The Big Goodbye: Chinatown and the Last Years of Hollywood by Sam Wasson
The Big Goodbye looks at the struggle to create the classic film Chinatown by focusing on the four men responsible for bringing it to the big screen: screenwriter Robert Towne, producer Robert Evans, director Roman Polanski, and star Jack Nicholson.
The Hollywood that this quartet had fallen in love with and thrived in was coming to an end. One year to the day after Chinatown's release, Jaws hit the theaters and not only did Hollywood change the way they viewed successful films, but also how to make and market these films. Marketing departments and the Don Simpsons of the world were about to take over, replacing film-loving movie makers and the studios that had supported them with high-concept, often-lowbrow movies and summer blockbusters.
After the triumph of Chinatown, Evans became a dinosaur, infamously dethroned at Paramount. Towne started using cocaine and went off the rails personally, and Polanski was infamously convicted of raping a thirteen year old girl and skipped town for exile in Europe. Nicholson would confirm his status as a great star with his next film One Flew Over the Cuckoo's Nest, which earned him his first Oscar win (on his fifth nomination, the fourth being for Chinatown) and never looked back.

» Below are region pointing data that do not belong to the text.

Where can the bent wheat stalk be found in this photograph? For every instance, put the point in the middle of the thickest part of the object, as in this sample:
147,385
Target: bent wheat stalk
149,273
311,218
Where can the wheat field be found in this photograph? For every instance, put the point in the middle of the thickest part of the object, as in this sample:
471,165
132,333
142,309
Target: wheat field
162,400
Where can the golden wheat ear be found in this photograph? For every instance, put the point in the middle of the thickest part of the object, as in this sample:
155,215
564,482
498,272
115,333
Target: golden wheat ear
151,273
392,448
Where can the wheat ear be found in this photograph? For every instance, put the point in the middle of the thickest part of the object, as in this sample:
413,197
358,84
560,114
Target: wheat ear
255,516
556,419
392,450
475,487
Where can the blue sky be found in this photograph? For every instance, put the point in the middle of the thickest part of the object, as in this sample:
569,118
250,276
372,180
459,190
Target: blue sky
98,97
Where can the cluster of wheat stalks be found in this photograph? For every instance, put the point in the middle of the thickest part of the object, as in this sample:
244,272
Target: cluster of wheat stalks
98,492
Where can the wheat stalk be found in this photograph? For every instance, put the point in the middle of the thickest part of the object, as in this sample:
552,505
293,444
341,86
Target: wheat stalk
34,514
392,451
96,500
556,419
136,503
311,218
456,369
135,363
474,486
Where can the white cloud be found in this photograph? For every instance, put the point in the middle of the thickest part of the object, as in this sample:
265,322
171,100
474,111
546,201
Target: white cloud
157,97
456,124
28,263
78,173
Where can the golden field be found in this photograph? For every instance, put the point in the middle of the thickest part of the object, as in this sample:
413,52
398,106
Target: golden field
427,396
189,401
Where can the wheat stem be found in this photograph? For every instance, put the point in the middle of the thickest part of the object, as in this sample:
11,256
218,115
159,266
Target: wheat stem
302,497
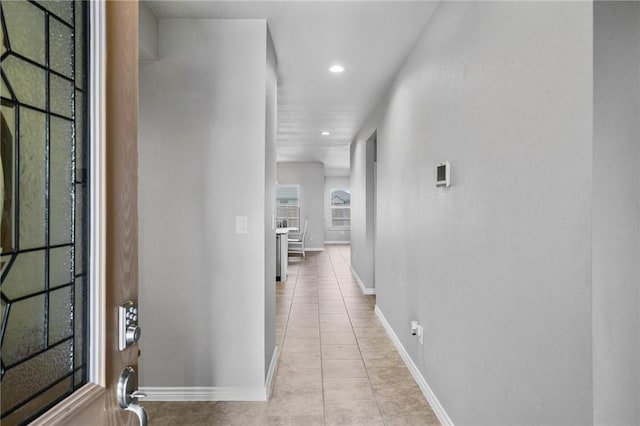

Wasson begins at the beginning, introducing the quartet by going back to their childhoods and giving the reader a look into what drove them personally and professionally. And of course, there is the inescapable and horrific story of the Manson murders, in which Polanski's wife Sharon Tate, their unborn son, and several others were brutally slaughtered, and its aftermath.
A terrific book, especially if you're a fan of Hollywood and film history as I am.
The phone rang in the cutting room, and Lambro picked it up.
It was a girl's voice.
"You have the wrong extension," Lambro told her. "There's no Paul here."
"That's for me," Polanski said, reaching for the phone.
Lambro had earlier browsed an adult newspaper left in the cutting room, glancing at a personal ad, circled, fifteen-year-old girl, "confidential, likes relationships with European man in forties."